ガイアナ旅客フェリー沈没、船長ら3人を殺人罪で起訴、73人死亡、30人行方不明
この事故では73人の死亡が確認され、約30人が行方不明となっており、同国史上最悪の海難事故として捜査が進められている。
.jpg)
南米ガイアナで発生した国営フェリー「MVバリマ」の沈没事故を巡り、検察は28日、船長のケビン・プライス(Kevin Price)容疑者と一等航海士ロンデル・ドウェイン・ロバーツ(Rondell Dwayne Roberts)容疑者、貨物管理責任者デロン・グランダーソン(Delon Granderson)容疑者の3人を殺人罪で起訴した。この事故では73人の死亡が確認され、約30人が行方不明となっており、同国史上最悪の海難事故として捜査が進められている。
事故は7月19日に発生。首都ジョージタウンからベネズエラ国境近くの港町へ向かっていたフェリーが大西洋上で転覆・沈没した。当局は乗船者数を179人とみているが、乗船名簿には133人しか記載されておらず、多数の無登録乗船者がいた可能性が指摘されている。沿岸警備隊は77人を救助した。
政府は最終的な死者数が100人に達するとの見方を示している。
生存者たちは、船内に定員を超える乗客と大量の貨物が積み込まれ、航行中に浸水が始まったにもかかわらず、乗組員が適切な対応を取らなかったと証言している。また、事故後の救助活動が遅れたとの指摘もあり、安全管理体制への批判が高まっている。警察は事故直後に刑事捜査を開始し、乗組員への事情聴取を進めてきた。
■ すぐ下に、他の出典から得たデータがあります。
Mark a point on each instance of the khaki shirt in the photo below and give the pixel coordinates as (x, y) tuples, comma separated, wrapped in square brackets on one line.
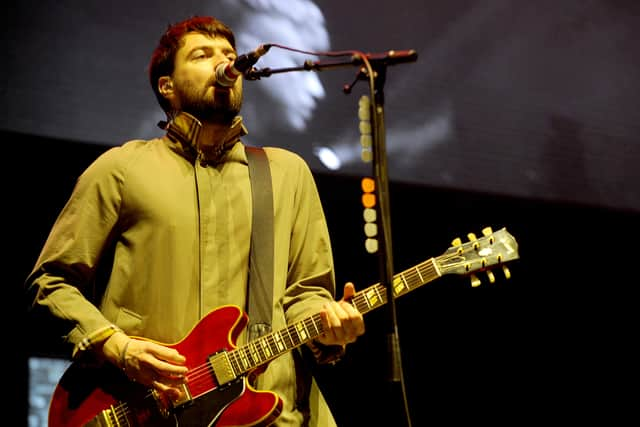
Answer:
[(153, 238)]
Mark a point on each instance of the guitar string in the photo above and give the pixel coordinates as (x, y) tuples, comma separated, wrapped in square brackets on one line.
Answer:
[(201, 374)]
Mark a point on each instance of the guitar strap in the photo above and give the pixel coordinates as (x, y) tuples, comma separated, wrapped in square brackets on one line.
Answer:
[(261, 258)]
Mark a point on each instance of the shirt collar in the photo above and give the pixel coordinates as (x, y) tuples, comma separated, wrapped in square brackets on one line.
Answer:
[(185, 130)]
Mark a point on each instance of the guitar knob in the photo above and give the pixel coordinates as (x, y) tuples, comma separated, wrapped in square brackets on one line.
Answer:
[(491, 276), (475, 282), (506, 272)]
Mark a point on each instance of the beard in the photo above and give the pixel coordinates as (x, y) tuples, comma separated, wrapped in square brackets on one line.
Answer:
[(220, 106)]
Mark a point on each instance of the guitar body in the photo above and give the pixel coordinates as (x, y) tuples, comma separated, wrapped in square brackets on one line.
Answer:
[(104, 394)]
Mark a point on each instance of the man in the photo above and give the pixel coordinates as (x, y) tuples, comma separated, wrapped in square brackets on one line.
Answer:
[(156, 234)]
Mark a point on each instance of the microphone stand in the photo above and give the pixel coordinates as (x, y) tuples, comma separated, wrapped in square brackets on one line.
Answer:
[(375, 72)]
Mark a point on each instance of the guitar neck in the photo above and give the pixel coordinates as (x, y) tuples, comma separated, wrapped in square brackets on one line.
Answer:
[(274, 344)]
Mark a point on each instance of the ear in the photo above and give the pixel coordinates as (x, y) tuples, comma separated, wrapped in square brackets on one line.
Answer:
[(165, 86)]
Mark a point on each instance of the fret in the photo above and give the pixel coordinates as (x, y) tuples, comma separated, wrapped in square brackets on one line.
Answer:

捜査では、船長と乗組員1人から薬物の陽性反応が確認されたことも明らかになった。一方、政府はフェリーについて、87年にわたり運航されてきた老朽船ではあるものの、必要な整備は実施され航行可能な状態だったと説明している。しかし、代替船を導入していたにもかかわらず、受け入れ施設の整備が遅れたため運航継続を余儀なくされていたことも判明し、行政の安全管理責任を問う声も強まっている。
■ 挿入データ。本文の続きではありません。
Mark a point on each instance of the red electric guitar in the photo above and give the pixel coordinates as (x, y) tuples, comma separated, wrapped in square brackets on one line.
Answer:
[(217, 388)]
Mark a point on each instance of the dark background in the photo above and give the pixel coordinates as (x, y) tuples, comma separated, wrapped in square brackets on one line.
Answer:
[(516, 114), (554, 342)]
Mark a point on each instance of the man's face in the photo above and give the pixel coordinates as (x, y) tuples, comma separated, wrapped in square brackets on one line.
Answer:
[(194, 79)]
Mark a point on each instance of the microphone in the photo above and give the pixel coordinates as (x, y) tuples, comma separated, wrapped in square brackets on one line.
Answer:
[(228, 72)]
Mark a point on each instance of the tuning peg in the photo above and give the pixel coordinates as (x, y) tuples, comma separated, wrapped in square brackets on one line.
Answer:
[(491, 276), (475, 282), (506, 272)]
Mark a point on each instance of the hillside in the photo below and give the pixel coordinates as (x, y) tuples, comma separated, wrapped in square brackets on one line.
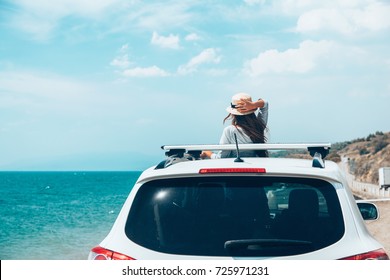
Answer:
[(365, 155)]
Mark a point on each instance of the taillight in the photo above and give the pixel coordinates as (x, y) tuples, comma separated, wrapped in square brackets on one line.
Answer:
[(373, 255), (99, 253), (231, 170)]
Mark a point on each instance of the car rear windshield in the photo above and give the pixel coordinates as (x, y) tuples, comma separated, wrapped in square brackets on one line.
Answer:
[(235, 216)]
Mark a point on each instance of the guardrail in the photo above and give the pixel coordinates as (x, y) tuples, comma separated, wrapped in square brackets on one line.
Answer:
[(365, 190)]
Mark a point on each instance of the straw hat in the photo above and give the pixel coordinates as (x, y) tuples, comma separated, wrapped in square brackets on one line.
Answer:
[(235, 100)]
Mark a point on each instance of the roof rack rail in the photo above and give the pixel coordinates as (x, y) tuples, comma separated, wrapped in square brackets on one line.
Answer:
[(177, 153)]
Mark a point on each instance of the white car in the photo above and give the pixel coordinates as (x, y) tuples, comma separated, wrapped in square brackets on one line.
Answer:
[(241, 208)]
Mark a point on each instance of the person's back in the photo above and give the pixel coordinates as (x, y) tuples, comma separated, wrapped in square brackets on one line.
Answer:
[(246, 126)]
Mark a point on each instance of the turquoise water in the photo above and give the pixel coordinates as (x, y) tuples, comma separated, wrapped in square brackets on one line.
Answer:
[(58, 215)]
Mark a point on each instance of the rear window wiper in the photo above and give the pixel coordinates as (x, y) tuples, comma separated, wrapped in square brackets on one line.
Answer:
[(267, 247)]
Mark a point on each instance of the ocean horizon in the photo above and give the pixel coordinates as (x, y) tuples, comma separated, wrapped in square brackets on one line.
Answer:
[(59, 215)]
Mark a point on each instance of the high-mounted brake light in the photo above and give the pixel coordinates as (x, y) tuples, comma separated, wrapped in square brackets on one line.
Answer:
[(373, 255), (99, 253), (231, 170)]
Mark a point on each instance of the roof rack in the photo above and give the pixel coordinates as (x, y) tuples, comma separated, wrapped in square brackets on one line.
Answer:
[(177, 153)]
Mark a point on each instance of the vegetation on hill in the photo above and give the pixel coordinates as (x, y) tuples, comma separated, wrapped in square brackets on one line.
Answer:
[(364, 155)]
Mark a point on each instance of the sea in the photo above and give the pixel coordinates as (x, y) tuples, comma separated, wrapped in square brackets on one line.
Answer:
[(58, 215)]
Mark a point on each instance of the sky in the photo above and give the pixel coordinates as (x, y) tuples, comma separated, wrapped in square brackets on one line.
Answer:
[(103, 84)]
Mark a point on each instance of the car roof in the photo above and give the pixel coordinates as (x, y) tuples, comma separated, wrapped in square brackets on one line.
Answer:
[(273, 166)]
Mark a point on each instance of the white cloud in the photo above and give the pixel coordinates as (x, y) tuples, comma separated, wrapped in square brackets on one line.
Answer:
[(355, 18), (300, 60), (41, 17), (207, 56), (121, 61), (254, 2), (192, 37), (140, 72), (169, 42)]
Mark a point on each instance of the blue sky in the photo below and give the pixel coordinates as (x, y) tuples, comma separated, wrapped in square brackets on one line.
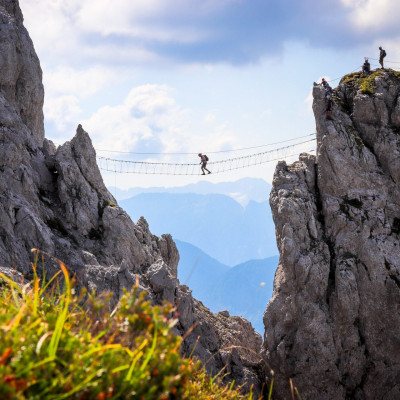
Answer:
[(190, 75)]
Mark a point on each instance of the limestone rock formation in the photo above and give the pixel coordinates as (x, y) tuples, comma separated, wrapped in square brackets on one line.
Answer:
[(333, 323), (54, 199)]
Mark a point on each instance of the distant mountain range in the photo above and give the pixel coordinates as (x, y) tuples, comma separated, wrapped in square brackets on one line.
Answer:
[(242, 190), (244, 289), (216, 223), (225, 236)]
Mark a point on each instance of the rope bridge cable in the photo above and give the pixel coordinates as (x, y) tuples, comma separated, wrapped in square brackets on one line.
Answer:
[(217, 167), (209, 152)]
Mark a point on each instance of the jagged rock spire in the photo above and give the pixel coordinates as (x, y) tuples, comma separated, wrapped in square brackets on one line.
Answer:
[(20, 72), (333, 322)]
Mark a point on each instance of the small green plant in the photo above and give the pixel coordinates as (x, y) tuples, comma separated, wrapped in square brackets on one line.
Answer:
[(55, 344)]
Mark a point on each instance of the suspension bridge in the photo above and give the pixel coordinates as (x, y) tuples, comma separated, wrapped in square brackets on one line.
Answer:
[(278, 152)]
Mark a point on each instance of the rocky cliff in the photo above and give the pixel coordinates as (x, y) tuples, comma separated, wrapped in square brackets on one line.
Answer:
[(54, 199), (333, 323)]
政府は事故原因を究明するため、ベリーズやジャマイカ、トリニダード・トバゴの専門家を含む独立調査委員会を設置した。調査では過積載の有無や貨物管理、船体の保守状況、乗組員の対応などを幅広く検証する方針である。
一方、野党はフェリー事業に関連する閣僚の辞任を要求し、政府の監督責任を厳しく追及している。裁判所は3被告を勾留し、次回審理を8月3日に開く予定だ。